Ultra-Peripheral Collisions as a Nuclear-Structure Interferometer with Interpretable Multitask Deep Learning
Authors
Abstract
Precise knowledge of nuclear structure is essential across fundamental physics, yet probing these structures is notoriously difficult. To address this challenge, ultra-peripheral collisions (UPCs) provide a femtoscopic tomography for imaging the atomic nucleus.
UPCs offer a pristine electromagnetic pathway: coherent vector-meson photoproduction generates patterns of diffraction and two-source interference that directly encode the nuclear spatial density. Turning these patterns into quantitative constraints is, however, a challenging inverse problem, complicated by correlated sensitivities to deformation and neutron skin, phase smearing, and experimental backgrounds.

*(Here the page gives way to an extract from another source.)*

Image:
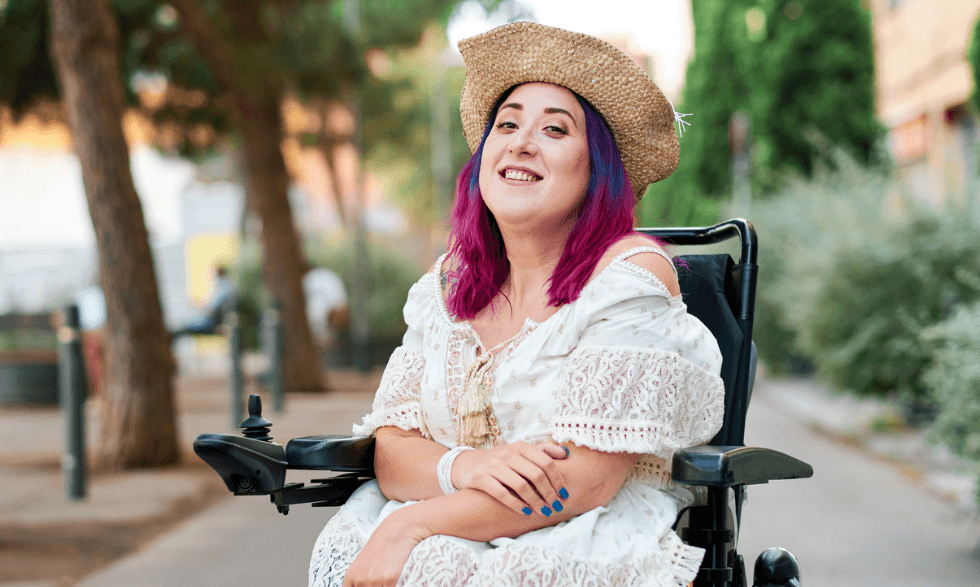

Here we introduce an interpretable Multitask deep-learning framework that maps transverse momentum distributions to multiple nuclear-structure indicators simultaneously and identifies the kinematic regions driving each inference. We demonstrate the approach with coherent $J/ψ$ photoproduction in $^{96}{40}Zr + ^{96}{40}Zr$ collisions, showing that the learned features separate diffraction-dominated and interference-dominated information and provide analysis-ready observables for future high-luminosity data.